Migrating from Chef™ to itamae

The Debian CI platform is comprised of 30+ (virtual) machines. Maintaining this many machines, and being able to add new ones with some degree of reliability requires one to use some sort of configuration management.

Until about a week ago, we were using Chef for our configuration management. I was, for several years, the main maintainer of Chef in Debian, so using it was natural to me, as I had used it before for personal and work projects. But last year I decided to request the removal of Chef from Debian, so that it won't be shipped with Debian 11 (bullseye).

After evaluating a few options, I believed that the path of least resistance was to migrate to itamae. itamae was inspired by chef, and uses a DSL that is very similar to the Chef one. Even though the itamae team claim it's not compatible with Chef, the changes that I needed to do were relatively limited. The necessary code changes might look like a lot, but a large part of them could be automated or done in bulk, like doing simple search and replace operations, and moving entire directories around.

In the rest of this post, I will describe the migration process, starting with the infrastructure changes, the types of changes I needed to make to the configuration management code, and my conclusions about the process.

Infrastructure changes

The first step was to add support for itamae to chake, a configuration management wrapper tool that I wrote. chake was originally written as a serverless remote executor for Chef, so this involved a bit of a redesign.

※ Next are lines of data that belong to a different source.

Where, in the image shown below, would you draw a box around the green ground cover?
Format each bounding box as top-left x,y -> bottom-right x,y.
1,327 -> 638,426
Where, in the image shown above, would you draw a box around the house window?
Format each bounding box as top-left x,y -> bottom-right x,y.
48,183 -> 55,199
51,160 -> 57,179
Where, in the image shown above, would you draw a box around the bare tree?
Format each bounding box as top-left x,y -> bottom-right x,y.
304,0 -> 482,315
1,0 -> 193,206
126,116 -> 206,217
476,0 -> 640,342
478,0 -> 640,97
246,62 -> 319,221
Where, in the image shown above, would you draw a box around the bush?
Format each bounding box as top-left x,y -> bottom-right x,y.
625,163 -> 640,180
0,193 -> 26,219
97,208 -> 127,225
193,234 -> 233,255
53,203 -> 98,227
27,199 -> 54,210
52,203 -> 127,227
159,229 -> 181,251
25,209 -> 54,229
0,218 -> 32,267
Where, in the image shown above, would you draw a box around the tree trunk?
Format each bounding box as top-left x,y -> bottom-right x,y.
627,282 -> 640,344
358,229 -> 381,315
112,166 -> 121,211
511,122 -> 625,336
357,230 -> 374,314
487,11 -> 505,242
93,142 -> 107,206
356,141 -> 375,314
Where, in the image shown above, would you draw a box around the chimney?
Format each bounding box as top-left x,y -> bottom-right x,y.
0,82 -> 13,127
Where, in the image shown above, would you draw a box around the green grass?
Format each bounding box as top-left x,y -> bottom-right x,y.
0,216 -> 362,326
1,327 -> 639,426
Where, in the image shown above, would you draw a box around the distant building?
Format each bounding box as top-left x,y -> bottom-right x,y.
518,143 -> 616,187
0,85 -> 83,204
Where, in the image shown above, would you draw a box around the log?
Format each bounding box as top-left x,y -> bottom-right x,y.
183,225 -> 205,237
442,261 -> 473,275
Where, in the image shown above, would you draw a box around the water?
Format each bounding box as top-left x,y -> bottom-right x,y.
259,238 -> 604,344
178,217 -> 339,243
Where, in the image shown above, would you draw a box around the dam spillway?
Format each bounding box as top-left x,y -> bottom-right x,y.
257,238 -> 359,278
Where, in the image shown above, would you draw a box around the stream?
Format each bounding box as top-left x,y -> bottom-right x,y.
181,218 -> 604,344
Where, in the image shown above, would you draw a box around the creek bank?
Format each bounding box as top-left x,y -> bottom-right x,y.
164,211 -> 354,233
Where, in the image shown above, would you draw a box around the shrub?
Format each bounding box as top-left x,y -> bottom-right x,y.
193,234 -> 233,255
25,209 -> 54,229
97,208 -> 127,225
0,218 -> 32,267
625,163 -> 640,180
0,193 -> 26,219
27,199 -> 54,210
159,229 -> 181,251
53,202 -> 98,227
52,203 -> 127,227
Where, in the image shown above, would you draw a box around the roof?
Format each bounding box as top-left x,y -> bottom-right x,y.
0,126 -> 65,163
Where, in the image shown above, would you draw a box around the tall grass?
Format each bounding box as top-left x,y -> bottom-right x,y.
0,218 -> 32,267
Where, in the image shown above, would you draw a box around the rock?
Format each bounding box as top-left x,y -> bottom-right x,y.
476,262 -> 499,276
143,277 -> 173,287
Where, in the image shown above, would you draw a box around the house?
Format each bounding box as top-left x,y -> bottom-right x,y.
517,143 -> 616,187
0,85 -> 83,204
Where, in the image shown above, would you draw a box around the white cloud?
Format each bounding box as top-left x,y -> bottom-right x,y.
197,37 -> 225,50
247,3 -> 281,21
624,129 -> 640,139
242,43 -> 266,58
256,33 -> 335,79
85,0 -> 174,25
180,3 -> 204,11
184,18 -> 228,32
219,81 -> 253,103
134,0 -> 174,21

I thought it was worth it to do, because at that point chake had gained several interesting managements features that we no directly tied to Chef. This work was done a bit slowly over the course of the several months, starting almost exactly one year ago, and was completed 3 months ago. I wasn't in a hurry and knew I had time before Debian 11 is released and I had to upgrade the platform.

After this was done, I started the work of migrating the then Chef cookbooks to itamae, and the next sections present the main types of changes that were necessary.

During the entire process, I sent a few patches out:

Code changes

These are the main types of changes that were necessary in the configuration code to accomplish the migration to itamae.

Replace cookbook_file with remote_file.

The resource known as cookbook_file in Chef is called remote_file in itamae. Fixing this is just a matter of search and replace, e.g.:

-cookbook_file '/etc/apt/apt.conf.d/00updates' do
+remote_file '/etc/apt/apt.conf.d/00updates' do

Changed file locations

The file structure assumed by itamae is a lot simpler than the one in Chef. The needed changes were:

  • static files and templates moved from cookbooks/${cookbook}/{files,templates}/default to cookbooks/${cookbook}/{files,templates}
  • recipes moved from cookbooks/${cookbook}/recipes/*.rb to cookbooks/${cookbook}/*.rb
  • host-specific files and templates are not supported directly, but can be implemented just by using an explicit source statement, like this:

    remote_file "/etc/foo.conf" do
      source "files/host-#{node['fqdn']}/foo.conf"
    end

Explicit file ownership and mode

Chef is usually design to run as root on the nodes, and files created are owned by root and have move 0644 by default. With itamae, files are by default owned by the user that was used to SSH into the machine. Because of this, I had to review all file creation resources and add owner, group and mode explicitly:

-cookbook_file '/etc/apt/apt.conf.d/00updates' do
-  source 'apt.conf'
+remote_file '/etc/apt/apt.conf.d/00updates' do
+  source 'files/apt.conf'
+  owner   'root'
+  group   'root'
+  mode    "0644"
 end

In the end, I guess being explicit make the configuration code more understandable, so I take that as a win.

Different execution context

One of the major differences between Chef itamae comes down the execution context of the recipes. In both Chef and itamae, the configuration is written in DSL embedded in Ruby. This means that the recipes are just Ruby code, and difference here has to do with where that code is executed. With Chef, the recipes are always execute on the machine you are configuring, while with itamae the recipe is executed on the workstation where you run itamae, and that gets translated to commands that need to be executed on the machine being configured.

For example, if you need to configure a service based on how much RAM the machine has, with Chef you could do something like this:

total_ram = File.readlines("/proc/meminfo").find do |l|
  l.split.first == "MemTotal:"
end.split[1]

file "/etc/service.conf" do
  # use 20% of the total RAM
  content "cache_size = #{ram / 5}KB"
end

With itamae, all that Ruby code will run on the client, so total_ram will contain the wrong number. In the Debian CI case, I worked around that by explicitly declaring the amount of RAM in the static host configuration, and the above construct ended up as something like this:

file "/etc/service.conf" do
  # use 20% of the total RAM
  content "cache_size = #{node['total_ram'] / 5}KB"
end

Lessons learned

This migration is now complete, and there are a few points that I take away from it:

  • The migration is definitely viable, and I'm glad I picked itamae after all.
  • Of course, itamae is way simpler than Chef, and has less features. On the other hand, this means that it a simple package to maintain, with less dependencies and keeping it up to date is a lot easier.
  • itamae is considerably slower than Chef. On my local tests, a noop execution (e.g. re-applying the configuration a second time) against local VMs with itamae takes 3x the time it takes with Chef.

All in all, the system is working just fine, and I consider this to have been a successful migration. I'm happy it worked out.